Giacani Lorenzo, Lukehart Sheila, Centurion-Lara Arturo
Department of Medicine, University of Washington, Seattle, WA, USA.
FEMS Immunol Med Microbiol. 2007 Nov;51(2):289-301. doi: 10.1111/j.1574-695X.2007.00303.x. Epub 2007 Aug 7.
In Treponema pallidum, homopolymeric guanosine repeats of varying length are present upstream of both Subfamily I (tprC, D, F and I) and II (tprE, G and J) tpr genes, a group of potential virulence factors, immediately upstream of the +1 nucleotide. To investigate the influence of these poly-G sequences on promoter activity, tprE, G, J, F and I promoter regions containing homopolymeric tracts with different numbers of Gs, the ribosomal binding site and start codon were cloned in frame with the green fluorescent protein reporter gene (GFP), and promoter activity was measured both as fluorescence emission from Escherichia coli cultures transformed with the different plasmid constructs and using quantitative RT-PCR. For tprJ, G and E-derived clones, fluorescence was significantly higher with constructs containing eight Gs or fewer, while plasmids containing the same promoters with none or more Gs gave modest or no signal above the background. In contrast, tprF/I-derived clones induced similar levels of fluorescence regardless of the number of Gs within the promoter. GFP mRNA quantification showed that all of the promoters induced measurable transcription of the GFP gene; however, only for Subfamily II promoters was message synthesis inversely correlated to the number of Gs in the construct.

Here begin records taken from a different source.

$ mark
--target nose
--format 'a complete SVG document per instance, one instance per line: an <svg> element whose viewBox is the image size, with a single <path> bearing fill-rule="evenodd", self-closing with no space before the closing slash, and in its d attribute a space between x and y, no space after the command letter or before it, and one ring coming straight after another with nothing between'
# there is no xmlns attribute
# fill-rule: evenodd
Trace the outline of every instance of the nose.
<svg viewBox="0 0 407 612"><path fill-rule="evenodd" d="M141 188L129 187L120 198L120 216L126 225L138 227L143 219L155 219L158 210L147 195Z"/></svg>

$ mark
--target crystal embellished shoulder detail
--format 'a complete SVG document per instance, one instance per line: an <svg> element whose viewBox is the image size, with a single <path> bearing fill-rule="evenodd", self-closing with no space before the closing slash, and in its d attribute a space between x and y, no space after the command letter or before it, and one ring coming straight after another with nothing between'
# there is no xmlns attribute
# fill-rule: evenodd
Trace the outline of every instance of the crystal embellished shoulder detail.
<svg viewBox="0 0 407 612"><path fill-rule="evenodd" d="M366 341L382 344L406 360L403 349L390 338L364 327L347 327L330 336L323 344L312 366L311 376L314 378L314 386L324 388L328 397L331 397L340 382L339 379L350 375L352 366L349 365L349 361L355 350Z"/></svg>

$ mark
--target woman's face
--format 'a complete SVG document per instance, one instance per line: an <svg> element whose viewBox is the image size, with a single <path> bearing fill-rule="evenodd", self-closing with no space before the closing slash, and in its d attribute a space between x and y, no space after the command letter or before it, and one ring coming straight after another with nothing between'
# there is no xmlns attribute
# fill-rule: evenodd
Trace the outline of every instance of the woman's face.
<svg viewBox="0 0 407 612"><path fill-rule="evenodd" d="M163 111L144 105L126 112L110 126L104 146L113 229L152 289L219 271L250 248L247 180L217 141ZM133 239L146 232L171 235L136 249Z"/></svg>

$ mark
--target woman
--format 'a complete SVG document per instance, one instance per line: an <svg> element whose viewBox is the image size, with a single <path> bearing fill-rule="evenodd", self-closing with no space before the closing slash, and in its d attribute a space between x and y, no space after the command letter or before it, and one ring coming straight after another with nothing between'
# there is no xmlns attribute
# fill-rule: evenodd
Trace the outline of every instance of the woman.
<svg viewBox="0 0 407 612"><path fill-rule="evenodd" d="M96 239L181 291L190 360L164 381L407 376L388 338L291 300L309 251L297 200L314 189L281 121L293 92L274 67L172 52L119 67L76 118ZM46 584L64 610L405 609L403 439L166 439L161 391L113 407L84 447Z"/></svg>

在梅毒螺旋体中,不同长度的同聚鸟苷重复序列存在于亚家族I(tprC、D、F和I)和II(tprE、G和J)的tpr基因上游,这是一组潜在的毒力因子,位于起始密码子上游紧邻的+1核苷酸处。为了研究这些多聚G序列对启动子活性的影响,将含有不同数量G的同聚序列、核糖体结合位点和起始密码子的tprE、G、J、F和I启动子区域与绿色荧光蛋白报告基因(GFP)进行读框克隆,并通过用不同质粒构建体转化的大肠杆菌培养物的荧光发射以及定量逆转录-聚合酶链反应来测量启动子活性。对于tprJ、G和E衍生的克隆,含有8个或更少G的构建体荧光显著更高,而含有相同启动子但无G或更多G的质粒产生的信号微弱或无背景以上信号。相反,tprF/I衍生的克隆无论启动子内G的数量如何都诱导相似水平的荧光。GFP mRNA定量显示所有启动子都诱导了GFP基因的可测量转录;然而,仅对于亚家族II启动子,信息合成与构建体中G的数量呈负相关。